CoreLogic has reported that the median home prices for Los Angeles and Orange County have just hit new all-time highs due to spiking sales of homes at over $1 million.
CoreLogic, in cooperation with the Los Angeles Times and Orange County Register reported that the surging Trump stock market boom is pushing real estate prices to new highs by driving up sales of high-end homes.
Although the rise in California job growth and consumer confidence are contributing factors for higher real estate demand, their research reveals: “Higher stock market values can make potential home buyers feel wealthier and in some cases stock proceeds are reinvested in real estate.”
CoreLogic analysts found that there was an all-time-record of 10,562 sales of $1 million-plus houses, and 2,523 sales of $2 million-plus houses, in the January through March quarter, up 11.8 percent from the same period in 2016.
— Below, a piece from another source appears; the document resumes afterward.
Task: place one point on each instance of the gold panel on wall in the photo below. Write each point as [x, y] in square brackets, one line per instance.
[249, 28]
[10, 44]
With the stock market hitting new multiple new all-time-highs in the last two months, the Times reported that the median price of a Los Angeles County home in May rose by 6.8 percent, to a new record of $560,500, on a 4.8 percent sales volume increase from last year. The Times stated that local real estate players claimed spiking prices were due to the improving economy, rather than speculative activity that caused the 2008 crash.
The Register reported that the real estate boom was even hotter in Orange County where the median price spiked to $695,000 in May. That was up $20,000 from the prior month, and up $43,500, or 6.7 percent, from the same time last year. But the sales volume in the “OC” rose by just 1.9 percent.
CoreLogic research analyst Andrew LePage told the Register that Orange County median home prices have climbed for 61 straight months, from a low of $260,000 in April of 2012. But LePage warned that the biggest challenge to housing affordability is the impact of a one-half-point rise in mortgage rates, which has driven up mortgage payments by 12 percent. As a result of higher interest rates, refinance credit scores have fallen by 9 points.
But CoreLogic estimates that a major difference in the current national real estate boom, versus the 2002 to 2007 boom, is that homeowners have not been speculatively borrowing out of their homes’ appreciation. According to the latest CoreLogic Homeowner Equity Report, homeowners’ equity has doubled in the last 5 years, to nearly $8 trillion.
CoreLogic also found that only about 4.3 percent of homeowners in the United States are 30-days behind in their mortgage payments, and fewer than 1 percent are in foreclosure proceedings, as of March 30.
CoreLogic’s Home Price Index Market Condition Overview currently rates Los Angeles County as “Normal,” but Orange County is rated “Overvalued.” The only other counties in California that are rated “Overvalued” are San Diego, Santa Barbara, and the four Bay Area counties that are often referred to as Silicon Valley. Riverside, San Bernardino and a couple of Central Valley counties are rated as “Undervalued.”